In 1989, director Rob Reiner was just starting to make people forget actor Rob Reiner (Meathead from “All in the Family”) when he created a cinematic standard for romantic comedies. Helped by an all-star team (writer Nora Ephron, cinematographer Barry Sonnenfeld, stars Billy Crystal and Meg Ryan), Reiner’s “When Harry Met Sally” is the Woody Allen movie for everyone who doesn’t like Woody Allen movies, a Manhattancentric look at Baby Boomer relationships with romance and pathos leavened by cunning wit. Crystal and Ryan are the friends who think friends can’t be lovers (or is it vice versa?) until they are.

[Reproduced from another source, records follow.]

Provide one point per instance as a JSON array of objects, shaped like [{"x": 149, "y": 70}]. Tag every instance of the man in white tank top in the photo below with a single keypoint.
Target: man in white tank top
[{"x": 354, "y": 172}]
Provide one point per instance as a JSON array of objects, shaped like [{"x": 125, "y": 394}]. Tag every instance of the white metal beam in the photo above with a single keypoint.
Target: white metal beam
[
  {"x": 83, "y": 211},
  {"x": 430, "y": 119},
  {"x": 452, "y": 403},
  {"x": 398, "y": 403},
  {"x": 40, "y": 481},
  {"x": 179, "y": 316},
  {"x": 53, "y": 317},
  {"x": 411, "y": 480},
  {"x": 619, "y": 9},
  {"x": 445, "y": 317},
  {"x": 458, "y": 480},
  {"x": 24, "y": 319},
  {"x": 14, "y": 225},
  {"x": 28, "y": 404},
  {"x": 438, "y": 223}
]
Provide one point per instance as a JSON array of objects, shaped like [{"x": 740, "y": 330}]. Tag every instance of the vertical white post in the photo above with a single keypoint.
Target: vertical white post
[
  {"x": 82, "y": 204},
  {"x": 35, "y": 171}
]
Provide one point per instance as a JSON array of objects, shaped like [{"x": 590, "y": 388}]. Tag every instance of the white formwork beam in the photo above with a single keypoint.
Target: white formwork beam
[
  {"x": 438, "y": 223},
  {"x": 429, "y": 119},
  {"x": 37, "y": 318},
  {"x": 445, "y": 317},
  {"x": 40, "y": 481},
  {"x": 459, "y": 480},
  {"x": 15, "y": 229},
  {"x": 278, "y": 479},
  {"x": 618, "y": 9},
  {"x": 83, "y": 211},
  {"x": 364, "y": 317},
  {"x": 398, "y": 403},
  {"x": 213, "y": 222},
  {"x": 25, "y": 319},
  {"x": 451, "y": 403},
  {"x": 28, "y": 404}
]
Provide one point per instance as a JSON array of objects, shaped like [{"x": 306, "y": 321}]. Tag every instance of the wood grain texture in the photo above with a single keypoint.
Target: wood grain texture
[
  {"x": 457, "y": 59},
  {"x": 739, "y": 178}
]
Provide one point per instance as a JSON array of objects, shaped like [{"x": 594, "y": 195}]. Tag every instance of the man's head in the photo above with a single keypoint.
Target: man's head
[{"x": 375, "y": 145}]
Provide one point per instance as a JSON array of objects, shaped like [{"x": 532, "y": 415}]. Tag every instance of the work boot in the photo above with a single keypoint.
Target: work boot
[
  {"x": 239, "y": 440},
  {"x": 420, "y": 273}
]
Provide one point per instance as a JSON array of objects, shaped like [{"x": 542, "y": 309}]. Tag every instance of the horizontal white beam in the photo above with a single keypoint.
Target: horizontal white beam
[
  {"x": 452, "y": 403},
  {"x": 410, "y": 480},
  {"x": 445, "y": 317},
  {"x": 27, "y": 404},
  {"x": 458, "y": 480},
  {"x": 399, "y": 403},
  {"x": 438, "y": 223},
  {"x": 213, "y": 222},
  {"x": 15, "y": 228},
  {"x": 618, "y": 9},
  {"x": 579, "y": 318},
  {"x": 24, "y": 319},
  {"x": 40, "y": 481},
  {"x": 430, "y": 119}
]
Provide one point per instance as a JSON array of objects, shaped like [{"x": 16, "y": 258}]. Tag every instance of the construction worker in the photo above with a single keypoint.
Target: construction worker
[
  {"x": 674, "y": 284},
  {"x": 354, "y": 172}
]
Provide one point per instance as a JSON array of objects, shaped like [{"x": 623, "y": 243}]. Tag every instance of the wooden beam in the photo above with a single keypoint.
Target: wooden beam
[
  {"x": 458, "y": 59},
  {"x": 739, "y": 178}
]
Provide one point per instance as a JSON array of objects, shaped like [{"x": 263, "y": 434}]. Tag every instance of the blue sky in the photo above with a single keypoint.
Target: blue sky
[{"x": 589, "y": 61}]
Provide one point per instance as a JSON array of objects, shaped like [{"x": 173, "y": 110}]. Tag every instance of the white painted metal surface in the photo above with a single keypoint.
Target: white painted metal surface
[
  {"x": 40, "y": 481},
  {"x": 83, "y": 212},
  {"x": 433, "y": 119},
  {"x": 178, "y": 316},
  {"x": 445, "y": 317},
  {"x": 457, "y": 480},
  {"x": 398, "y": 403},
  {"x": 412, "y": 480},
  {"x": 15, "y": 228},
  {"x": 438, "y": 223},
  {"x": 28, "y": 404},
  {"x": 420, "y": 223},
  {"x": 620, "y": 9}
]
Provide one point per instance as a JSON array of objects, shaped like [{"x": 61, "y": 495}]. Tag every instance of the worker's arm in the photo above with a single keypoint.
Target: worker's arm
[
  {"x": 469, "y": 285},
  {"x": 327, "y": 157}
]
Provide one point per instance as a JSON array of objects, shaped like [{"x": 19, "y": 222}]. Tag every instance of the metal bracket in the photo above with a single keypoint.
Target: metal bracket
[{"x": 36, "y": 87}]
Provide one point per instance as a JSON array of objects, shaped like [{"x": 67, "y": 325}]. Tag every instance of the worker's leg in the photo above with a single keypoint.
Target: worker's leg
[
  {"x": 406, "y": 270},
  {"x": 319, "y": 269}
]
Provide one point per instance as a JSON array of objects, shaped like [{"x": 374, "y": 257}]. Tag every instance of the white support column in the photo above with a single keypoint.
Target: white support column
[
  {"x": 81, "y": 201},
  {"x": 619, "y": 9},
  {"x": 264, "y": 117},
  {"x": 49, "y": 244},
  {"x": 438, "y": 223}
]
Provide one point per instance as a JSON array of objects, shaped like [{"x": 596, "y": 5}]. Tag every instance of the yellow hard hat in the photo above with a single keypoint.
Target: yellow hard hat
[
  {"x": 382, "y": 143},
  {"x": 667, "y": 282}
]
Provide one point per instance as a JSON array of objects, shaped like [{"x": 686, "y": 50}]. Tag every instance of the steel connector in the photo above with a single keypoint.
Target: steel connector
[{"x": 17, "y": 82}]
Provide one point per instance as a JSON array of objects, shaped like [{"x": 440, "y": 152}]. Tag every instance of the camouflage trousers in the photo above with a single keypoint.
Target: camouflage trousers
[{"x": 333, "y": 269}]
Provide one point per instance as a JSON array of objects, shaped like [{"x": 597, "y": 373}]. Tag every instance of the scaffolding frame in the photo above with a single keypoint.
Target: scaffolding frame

If #metoo existed back when “Hurlyburly” (1998) was being filmed, a mob of anarchist feminists would have descended on the set and murdered all the male characters. Historians can debate whether we’d be better off. Anyway, this is probably the worst of those 1990s movies that tried to portray the vacuousness of Hollywood wheeling-dealing. It’s definitely the most misogynistic. And to think, 15 years later, Robin Wright and Kevin Spacey would team up again for “House of Cards.” And by the time she negotiated an equally inflated salary, he’d get me-tooed and she’d ultimately lose her job. It’s next-level karma.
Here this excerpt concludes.